Всевидящий, здесь у кого-то есть чувство юмора!
– Нет, с головой я пока повременю. Украшение.
Хьерг, едва уловимо улыбающийся, тут же стал серьезным.
– Подарок повелителя может снять только он сам.
Потрясающе! Отлично. Почему я совершенно не удивлена?
Опустившись на кровать, закрыла глаза, позволяя целителю (да простит меня магистр исцеления за эту фривольность в отношении его ранга, а он простит, потому что никогда не узнает) меня осмотреть. Ни на минуту не сомневалась в том, что он ко мне не прикоснется, потому что если Льера за один поцелуй ожидало такое…
Мысли о Льере вернули меня с небес на землю, то есть в размышления о том, как отсюда выбраться как можно скорее. По сути, об элленари я знала немного, но то, что знала из легенд, рассказывало о существах небывалой красоты и столь же небывалой жестокости. Если верить книгам, они обитали между мирами (потусторонним и нашим), из-за этого впитав в себя совершенно непонятные людям черты, зачастую до неузнаваемости меняющие внешность населяющих Аурихэйм рас. Была и еще одна особенность: за счет близости ко всему сущему элленари могли менять форму, превращаясь в животных, растения, камни… словом, во все сущее. Согласно этой легенде первый таатрин – птицеообразный оборотень, некогда существовавший в нашем мире, – был наполовину элленари.
Вопрос в том, насколько это правда.
– Аэльвэйн Лавиния совершенно здорова. Сообщи повелителю.

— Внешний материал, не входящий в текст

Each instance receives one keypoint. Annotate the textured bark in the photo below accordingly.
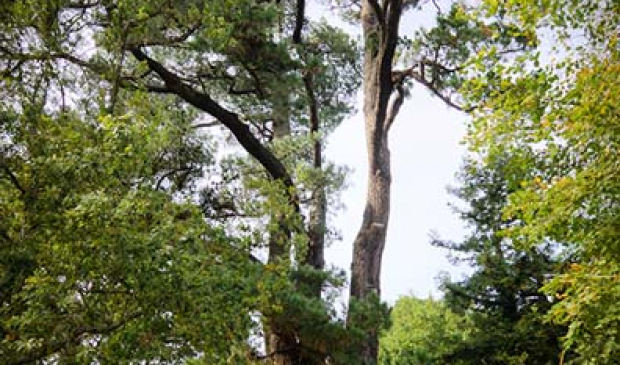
(318, 210)
(380, 32)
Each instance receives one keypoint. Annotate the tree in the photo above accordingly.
(103, 258)
(423, 331)
(437, 59)
(567, 108)
(502, 297)
(276, 83)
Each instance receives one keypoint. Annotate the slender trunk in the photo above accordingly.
(318, 209)
(380, 27)
(282, 346)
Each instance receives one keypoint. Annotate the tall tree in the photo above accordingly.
(436, 59)
(276, 83)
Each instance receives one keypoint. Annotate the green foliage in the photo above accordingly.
(155, 250)
(502, 297)
(568, 110)
(99, 261)
(423, 331)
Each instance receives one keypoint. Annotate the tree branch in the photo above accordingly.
(229, 119)
(299, 21)
(13, 179)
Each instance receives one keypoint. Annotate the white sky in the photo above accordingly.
(426, 153)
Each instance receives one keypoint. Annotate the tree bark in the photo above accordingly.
(380, 33)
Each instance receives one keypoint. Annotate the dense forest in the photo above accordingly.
(165, 195)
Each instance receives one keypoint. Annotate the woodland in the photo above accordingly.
(165, 195)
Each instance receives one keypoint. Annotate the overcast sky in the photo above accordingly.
(426, 153)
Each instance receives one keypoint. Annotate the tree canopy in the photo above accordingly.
(165, 197)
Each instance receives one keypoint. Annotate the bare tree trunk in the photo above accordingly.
(380, 27)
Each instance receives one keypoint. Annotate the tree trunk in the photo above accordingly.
(380, 32)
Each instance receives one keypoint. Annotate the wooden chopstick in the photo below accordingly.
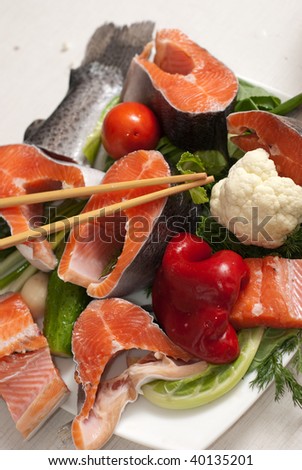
(59, 194)
(68, 223)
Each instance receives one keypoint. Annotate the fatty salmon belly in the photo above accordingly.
(277, 303)
(25, 169)
(114, 394)
(116, 255)
(32, 389)
(18, 332)
(190, 90)
(280, 136)
(105, 328)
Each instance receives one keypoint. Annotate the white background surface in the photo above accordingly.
(40, 40)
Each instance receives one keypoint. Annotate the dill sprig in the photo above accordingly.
(286, 378)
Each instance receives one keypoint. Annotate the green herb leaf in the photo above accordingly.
(269, 366)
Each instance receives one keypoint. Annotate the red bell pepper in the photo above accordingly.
(193, 294)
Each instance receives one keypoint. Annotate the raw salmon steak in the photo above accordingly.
(18, 332)
(24, 169)
(190, 90)
(115, 255)
(29, 382)
(32, 388)
(103, 329)
(280, 136)
(272, 296)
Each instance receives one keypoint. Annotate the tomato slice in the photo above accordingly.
(128, 127)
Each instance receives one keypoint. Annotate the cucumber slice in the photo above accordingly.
(64, 303)
(209, 385)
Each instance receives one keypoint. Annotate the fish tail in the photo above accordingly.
(114, 45)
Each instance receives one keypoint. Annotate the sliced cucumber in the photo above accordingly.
(209, 385)
(64, 303)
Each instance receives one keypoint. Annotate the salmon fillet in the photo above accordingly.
(105, 328)
(190, 90)
(18, 332)
(272, 296)
(122, 237)
(29, 382)
(25, 169)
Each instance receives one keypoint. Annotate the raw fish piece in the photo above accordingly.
(32, 388)
(133, 241)
(29, 382)
(189, 89)
(18, 332)
(114, 394)
(105, 328)
(25, 169)
(91, 87)
(280, 136)
(272, 297)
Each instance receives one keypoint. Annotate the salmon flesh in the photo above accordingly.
(30, 383)
(280, 136)
(190, 90)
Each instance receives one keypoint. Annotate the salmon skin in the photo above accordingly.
(29, 382)
(96, 82)
(272, 296)
(133, 242)
(25, 169)
(105, 328)
(280, 136)
(191, 91)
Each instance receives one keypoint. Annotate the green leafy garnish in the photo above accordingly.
(212, 383)
(268, 363)
(251, 97)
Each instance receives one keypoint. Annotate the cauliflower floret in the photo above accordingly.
(258, 206)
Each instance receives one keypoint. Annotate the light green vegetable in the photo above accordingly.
(211, 384)
(64, 303)
(94, 139)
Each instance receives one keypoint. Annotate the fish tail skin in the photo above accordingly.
(114, 45)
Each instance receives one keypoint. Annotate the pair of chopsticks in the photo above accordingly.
(191, 181)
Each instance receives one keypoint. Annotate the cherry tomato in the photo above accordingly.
(128, 127)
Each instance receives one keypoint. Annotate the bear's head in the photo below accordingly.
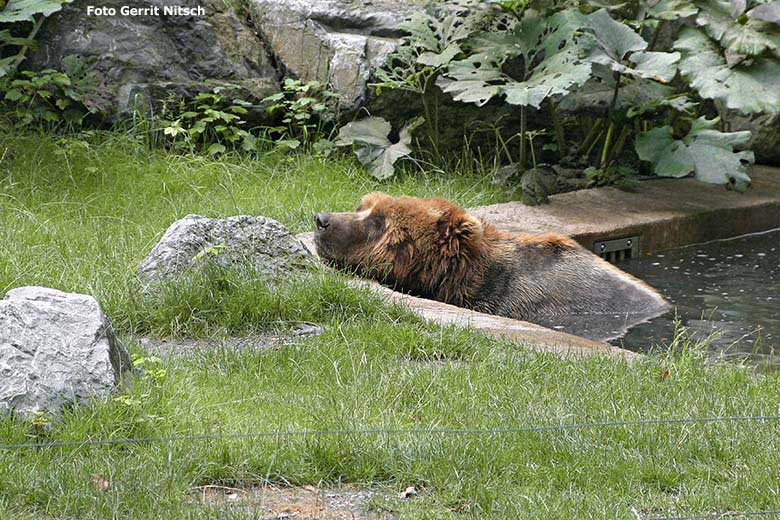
(423, 246)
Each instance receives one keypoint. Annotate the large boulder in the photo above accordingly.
(157, 55)
(244, 242)
(340, 42)
(56, 348)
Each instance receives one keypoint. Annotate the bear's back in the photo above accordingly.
(552, 281)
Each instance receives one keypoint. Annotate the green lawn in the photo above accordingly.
(81, 216)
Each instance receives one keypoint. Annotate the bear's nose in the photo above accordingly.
(322, 220)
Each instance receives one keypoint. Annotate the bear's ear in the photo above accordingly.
(459, 233)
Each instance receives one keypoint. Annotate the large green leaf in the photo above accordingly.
(437, 39)
(750, 87)
(749, 37)
(555, 75)
(769, 12)
(25, 10)
(618, 47)
(373, 148)
(476, 79)
(670, 9)
(705, 152)
(550, 57)
(615, 39)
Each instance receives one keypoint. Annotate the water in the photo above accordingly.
(729, 288)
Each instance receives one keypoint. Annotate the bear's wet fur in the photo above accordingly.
(434, 249)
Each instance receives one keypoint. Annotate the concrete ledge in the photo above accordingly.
(666, 213)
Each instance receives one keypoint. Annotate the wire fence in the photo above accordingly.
(539, 428)
(396, 431)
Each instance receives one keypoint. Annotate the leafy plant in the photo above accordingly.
(47, 97)
(305, 109)
(550, 65)
(704, 151)
(433, 42)
(748, 83)
(18, 12)
(212, 121)
(373, 147)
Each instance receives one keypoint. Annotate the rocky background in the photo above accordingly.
(256, 44)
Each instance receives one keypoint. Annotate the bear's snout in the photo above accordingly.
(322, 221)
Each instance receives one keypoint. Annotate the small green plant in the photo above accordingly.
(212, 121)
(305, 110)
(27, 17)
(45, 98)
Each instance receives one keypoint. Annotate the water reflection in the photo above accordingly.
(728, 288)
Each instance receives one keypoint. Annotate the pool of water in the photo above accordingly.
(729, 290)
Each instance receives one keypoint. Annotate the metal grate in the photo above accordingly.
(618, 249)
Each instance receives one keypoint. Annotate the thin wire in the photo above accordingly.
(395, 431)
(707, 516)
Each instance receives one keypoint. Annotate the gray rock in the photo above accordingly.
(157, 55)
(261, 244)
(340, 42)
(56, 348)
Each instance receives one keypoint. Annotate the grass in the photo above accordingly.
(80, 216)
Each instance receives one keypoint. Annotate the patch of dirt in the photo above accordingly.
(182, 346)
(292, 503)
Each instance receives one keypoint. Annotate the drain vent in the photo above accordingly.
(618, 249)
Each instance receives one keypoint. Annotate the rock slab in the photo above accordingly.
(150, 57)
(338, 42)
(56, 348)
(258, 243)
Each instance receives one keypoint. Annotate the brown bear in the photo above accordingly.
(434, 249)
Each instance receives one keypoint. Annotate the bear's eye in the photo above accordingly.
(375, 223)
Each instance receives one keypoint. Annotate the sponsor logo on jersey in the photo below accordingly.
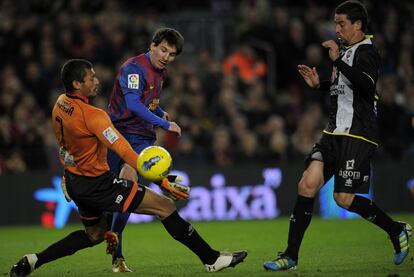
(154, 104)
(110, 135)
(133, 81)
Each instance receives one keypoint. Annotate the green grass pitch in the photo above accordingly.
(330, 248)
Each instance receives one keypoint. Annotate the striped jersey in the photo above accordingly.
(139, 77)
(353, 110)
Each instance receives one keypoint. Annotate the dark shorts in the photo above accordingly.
(105, 193)
(346, 158)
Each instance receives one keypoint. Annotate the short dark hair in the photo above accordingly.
(354, 10)
(171, 36)
(74, 70)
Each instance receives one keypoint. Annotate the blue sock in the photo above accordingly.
(119, 222)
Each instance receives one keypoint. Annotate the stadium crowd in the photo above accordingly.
(224, 105)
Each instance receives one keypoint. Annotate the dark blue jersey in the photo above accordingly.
(133, 104)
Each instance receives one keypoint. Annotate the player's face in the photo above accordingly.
(346, 31)
(162, 54)
(90, 84)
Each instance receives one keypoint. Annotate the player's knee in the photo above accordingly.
(307, 188)
(343, 200)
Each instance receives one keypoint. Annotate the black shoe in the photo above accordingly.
(21, 269)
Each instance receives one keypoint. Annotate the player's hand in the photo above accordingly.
(310, 75)
(174, 128)
(65, 192)
(333, 49)
(173, 186)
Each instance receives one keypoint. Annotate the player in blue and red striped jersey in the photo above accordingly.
(135, 112)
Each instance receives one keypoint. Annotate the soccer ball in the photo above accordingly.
(154, 163)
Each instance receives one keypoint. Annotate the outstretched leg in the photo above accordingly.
(185, 233)
(367, 209)
(74, 242)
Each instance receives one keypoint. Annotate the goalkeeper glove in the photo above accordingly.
(173, 186)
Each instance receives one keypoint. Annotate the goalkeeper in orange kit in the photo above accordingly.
(84, 134)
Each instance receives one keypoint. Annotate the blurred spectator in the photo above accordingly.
(244, 64)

Голос Хьерга выдернул меня из мира легенд, которые я быстро перебирала в уме, и в эту же минуту я осознала, что ничего не почувствовала во время осмотра. Не то что прикосновения, даже на уровне магии.
– Как вы это делаете? – спросила я, усаживаясь на кровати.
Эйзер уже вышла, но, как ни странно, я не чувствовала ни малейшей неловкости, хотя леди не полагается оставаться наедине с мужчиной, тем более когда на ней только легкий пеньюар поверх ночной сорочки.
– Что именно?
– Осмотр. Я ничего не почувствовала.
– Не зря же я магистр исцеления. – Хьерг снова улыбнулся уголками губ и направился к двери.
– Как себя чувствует Льер?
Слова сорвались с губ, подействовав на элленари как магическая преграда. Он остановился слишком резко и столь же резко обернулся.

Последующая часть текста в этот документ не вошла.